Como en casa, en ningún sitio. Esta es una verdad tan universalmente conocida como que todas las familias felices se parecen. Por eso, hacer obras en casa y seguir viviendo allí y durmiendo es una práctica de tortura lenta. Es un dolor con una especie de resonancia antigua, como cuando te chafan sin querer el dedo pequeño que te has resquebrajado con el lado del armario. Es ir ahogándote con el polvo de las obras que lo va cubriendo todo. Estos artículos permiten repasar una parte de mi día a día, por eso una semana hay arroz hervido y gripe y la otra unas obras. Porque todas las casas con obras se parecen.

Tengo la batería al cinco por ciento y el cargador está en alguna caja, creo, o en alguna bolsa bajo el plástico blanquecino que también podría servir para cometer un asesinato sin dejar rastro

La casa es el lugar al que vuelves, decía Josep Maria Esquirol. Y me parece una idea preciosa. Y las obras, como los traslados, dejan en suspensión los espacios más íntimos y más esenciales. El lugar al que vuelves ya no es lo mismo, lo han ocupado los albañiles con escaleras, rastrillos y sacos de yeso. Ahora hay toda una franja vital desaparecida bajo los plásticos en una especie de estado latente y fantasmagórico. Como se han alargado más días de lo que se preveía inicialmente (sí, ya sé que esta información os ha dejado completamente sorprendidos), el comedor tapado tiene el aspecto de casa abandonada. Y me viene a la cabeza el día que acerqué la nariz a los cristales del caserón con aquel patio de la calle Muntaner y había los cuadros y las esculturas tapados con sábanas. Podría haber arrancado una novela o cuatro películas o bajar por las escaleras Teresa Goday. Todo allí, en una pausa circunstancial de años y décadas. No sufráis que de mi escenario actual también puedo hacer literatura: el polvo todavía no llega al teclado del ordenador, pero no tardará, tengo la batería al cinco por ciento y el cargador está en alguna caja, creo, o en alguna bolsa bajo el plástico blanquecino que también podría servir para cometer un asesinato sin dejar rastro.

La casa soñada

Ahora mi casa es un lugar diferente donde volver porque cuando llego del trabajo los peones todavía trabajan y me tengo que encerrar en la habitación (solo hay dos espacios no invadidos por las obras), no puedo ir al lavabo y al cabo de una hora tengo el flequillo lleno de polvo. Como no paro de escuchar como martillean, pienso en aquellas casas donde las obras se han cronificado y se han convertido en parte de la cotidianidad. Ya lo haremos más adelante y el futuro es una grieta que no llegamos a arreglar nunca. E inevitablemente, si tienes la casa patas arriba, piensas en la casa soñada, donde querría vivir si pudiera. Si los pisos encogidos de Barcelona no tuvieran el precio del palacete de la calle Muntaner. Si fuera posible con un trabajo de sueldo normal, un piso que estuviera bien, sin pedir nada muy espectacular. El baño un poco más grande, luz en el pasillo. Ya no digo terraza ni un comedor de estos donde puedes tener un sofá en medio. Eso no oses ni desearlo.
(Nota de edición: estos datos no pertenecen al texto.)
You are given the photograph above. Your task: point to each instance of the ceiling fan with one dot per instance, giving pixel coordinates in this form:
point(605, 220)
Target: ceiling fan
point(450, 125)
Si tienes la casa patas arriba, piensas en la casa soñada, donde querría vivir si pudiera. Si los pisos encogidos de Barcelona no tuvieran el precio del palacete de la calle Muntaner

Cuando acabe esta pausa circunstancial de las obras (que espero que no sea de años y décadas), mi casa será otra vez la de siempre. Dejará de oler a obras, que no sé definir más, olor de cemento, de hierro encendido, de previo a todo. Y será mi lugar donde volver. Porque tengo un techo, de vigas que hay que arreglar, pero de donde nadie me echará una madrugada. Ahora, cuando llegáis al final del artículo, si no lo habéis hecho hace tiempo, entrad en Idealista y mirad los precios de los alquileres y los metros de los pisos en Barcelona. Mirad las fotos y las ventanas de lo que dicen "estudios", también. Eso es lo que osan pedir. Y es imposible, entonces, el calor, el lugar donde devolver, el olor conocido; el espacio donde se parecen las familias, felices o infelices.